Hi.
I have trouble understanding how cache is implemented. I understand all low level aspects of digital computations, yet this is totaly out of my scope. Is there a way to implement cache out of cpu management? Like, if there is a part of memory that is going to get accesed to read from, how would I cache it? The question is not wheather it would benefit me, the question is why it would not benefit me.
Caching means storing something when it's accessed, so that next time the same thing is used, you don't have to fetch it again.
The CPU cache caches data that's located in main memory on the CPU itself. That way, accessing the same memory location twice in a row, or near to it, is faster.
The GPU cache is the same, for the GPU.
You can implement a cache in memory, but it wouldn't gain you anything, because accessing the cache would be just as slow as accessing the thing being cached. You could of course implement a of something other than memory, and that might be helpful; for example, your web browser has a cache for visited webpages.
My more precise problem is GPU cache. There are multiple SIMD (single instruction multiple data) threads running at my side, but they many times access the same memory to read from. This couses huge stalks if the memory is accessed by more SIMD threads. So my understanding is that cache is a memory of every individual SIMD thread that gets populated with memory that SIMD thread is likely to access. Is it true? My problem is, how to make sure that every SIMD reads from its own spot in memory. Only way I can distinguish between SIMD thread is index of pixel they are computing, this differs fo r every SIMD thread, running or going to run. My only idea of implementing cache for those threads would be:
cache=new [numofthreads*cachesize]<=data likely to read by all paralel threads (say 80, that means 80 identical data often)
thread
{
.........
var some=cache[threadID][particulardata];
........
}
Is this how it works?
Thanks a lot for any clarifications!
So in the GPU there is actually not 1 cache but 2 caches (though this may vary between GPUs). The L1 cach is per core. This is a cache of a L2 per processor cache. When two cores want to access the same memory address at the same time, and one of them is a write, the GPU has to work to ensure that they both see a consistent view of memory. So it must propagate writes to the L2 cache. And when a core attempts access a memory location it must check that the value hasn't been changed on the L2 cache. If it has, then it has to get the new value from the L2 cache. If it hasn't then it can get the value from the L1 cache. That's why multiple cores writing to the same memory location is slower than when they don't share any data.

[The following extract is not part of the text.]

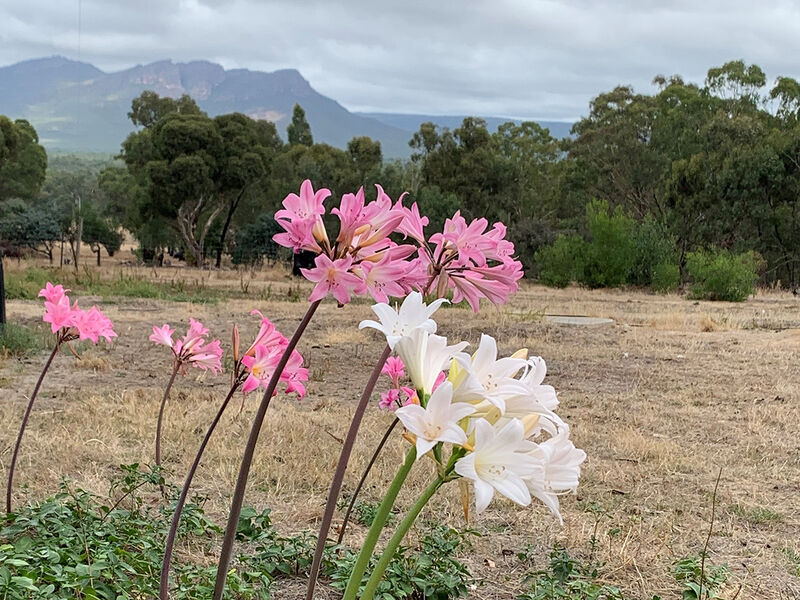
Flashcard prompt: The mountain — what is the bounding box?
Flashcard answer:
[356,112,572,138]
[0,56,576,158]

The CPU works the same way, except there are generally 3 levels of cache.
Note however that this only applies when at least one thread is writing to memory. Having multiple cores read from the same location is not a problem.
So the best way to ensure that the L1 cache is used efficiently is not to share mutable data between multiple cores. I presume you could either partition the data smartly between cores, or buffer the data so that a texture is not being written to and read from at the same time.